Any time an internal body part pushes into an area where it doesn't belong, it's called a hernia.
The hiatus is an opening in the diaphragm -- the muscular wall separating the chest cavity from the abdomen. Normally, the esophagus (food pipe) goes through the hiatus and attaches to the stomach. In a hiatal hernia (also called hiatus hernia) the stomach bulges up into the chest through that opening.
There are two main types of hiatal hernias: sliding and paraesophageal (next to the esophagus).
In a sliding hiatal hernia, the stomach and the section of the esophagus that joins the stomach slide up into the chest through the hiatus. This is the more common type of hernia.
The paraesophageal hernia is less common, but is more cause for concern. The esophagus and stomach stay in their normal locations, but part of the stomach squeezes through the hiatus, landing it next to the esophagus. Although you can have this type of hernia without any symptoms, the danger is that the stomach can become "strangled," or have its blood supply shut off.
Many people with hiatal hernia have no symptoms, but others may have heartburn related to gastroesophageal reflux disease, or GERD. Although there appears to be a link, one condition does not seem to cause the other, because many people have a hiatal hernia without having GERD, and others have GERD without having a hiatal hernia.
People with heartburn may experience chest pain that can easily be confused with the pain of a heart attack. That's why it's so important to undergo testing and get properly diagnosed.
Most of the time, the cause is not known. A person may be born with a larger hiatal opening. Increased pressure in the abdomen such as from pregnancy, obesity, coughing, or straining during bowel movements may also play a role.
Who Is at Risk for Hiatal Hernia?
Hiatal hernias occur more often in women, people who are overweight, and people older than 50.
How Is a Hiatal Hernia Diagnosed?
A hiatal hernia can be diagnosed with a specialized X-ray (using a barium swallow) that allows visualization of the esophagus or with endoscopy.
How Are Hiatal Hernias Treated?
Most people do not experience any symptoms of their hiatal hernia so no treatment is necessary.

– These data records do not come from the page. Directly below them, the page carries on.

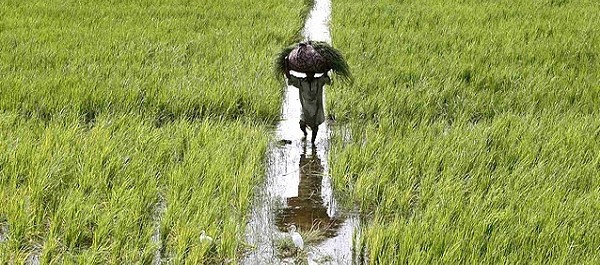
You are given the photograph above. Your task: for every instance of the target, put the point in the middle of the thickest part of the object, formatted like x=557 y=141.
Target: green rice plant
x=472 y=130
x=88 y=195
x=165 y=59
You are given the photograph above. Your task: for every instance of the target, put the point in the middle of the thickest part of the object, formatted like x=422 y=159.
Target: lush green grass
x=164 y=59
x=112 y=110
x=474 y=129
x=89 y=195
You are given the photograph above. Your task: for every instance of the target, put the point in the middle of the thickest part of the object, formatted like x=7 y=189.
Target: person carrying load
x=308 y=66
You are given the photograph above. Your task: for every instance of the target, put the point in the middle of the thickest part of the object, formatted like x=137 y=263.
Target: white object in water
x=296 y=237
x=204 y=237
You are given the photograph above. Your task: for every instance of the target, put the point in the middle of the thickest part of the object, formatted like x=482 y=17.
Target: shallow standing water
x=298 y=189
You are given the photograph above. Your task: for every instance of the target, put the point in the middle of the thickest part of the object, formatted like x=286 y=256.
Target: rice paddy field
x=127 y=127
x=471 y=133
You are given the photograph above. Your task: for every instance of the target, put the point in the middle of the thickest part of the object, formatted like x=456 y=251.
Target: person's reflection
x=307 y=211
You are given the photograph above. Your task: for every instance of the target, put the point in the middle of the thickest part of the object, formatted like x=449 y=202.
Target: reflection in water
x=307 y=210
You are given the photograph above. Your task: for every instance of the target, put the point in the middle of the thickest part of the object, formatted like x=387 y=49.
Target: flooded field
x=298 y=189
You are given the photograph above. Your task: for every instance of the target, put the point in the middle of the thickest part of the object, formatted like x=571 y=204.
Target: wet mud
x=297 y=189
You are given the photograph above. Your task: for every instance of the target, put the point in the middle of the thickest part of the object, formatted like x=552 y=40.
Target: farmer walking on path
x=307 y=66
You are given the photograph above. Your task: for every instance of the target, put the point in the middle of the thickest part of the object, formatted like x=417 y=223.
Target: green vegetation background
x=472 y=132
x=117 y=114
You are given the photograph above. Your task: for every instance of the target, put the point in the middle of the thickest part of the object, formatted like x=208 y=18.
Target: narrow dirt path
x=298 y=188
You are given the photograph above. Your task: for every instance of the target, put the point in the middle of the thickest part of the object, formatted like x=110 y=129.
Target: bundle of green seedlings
x=470 y=135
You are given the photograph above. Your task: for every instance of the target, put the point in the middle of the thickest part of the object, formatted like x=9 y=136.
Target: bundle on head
x=312 y=57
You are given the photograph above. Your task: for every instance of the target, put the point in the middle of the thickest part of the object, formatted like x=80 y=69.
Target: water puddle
x=297 y=190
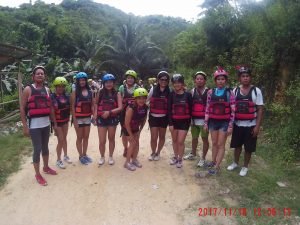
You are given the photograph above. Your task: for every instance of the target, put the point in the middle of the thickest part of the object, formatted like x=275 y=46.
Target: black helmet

However, the paraesophaeal hernia (when part of the stomach squeezes through the hiatus) can in some cases cause the stomach to be strangled, so surgery is sometimes recommended. Other symptoms that may occur along with the hernia such as chest pain should be properly evaluated. Symptoms of GERD should be treated.
When Is Hiatal Hernia Surgery Necessary?
If the hiatal hernia is in danger of becoming constricted or strangulated (so that the blood supply is cut off), surgery may be needed to reduce the hernia, meaning put it back where it belongs.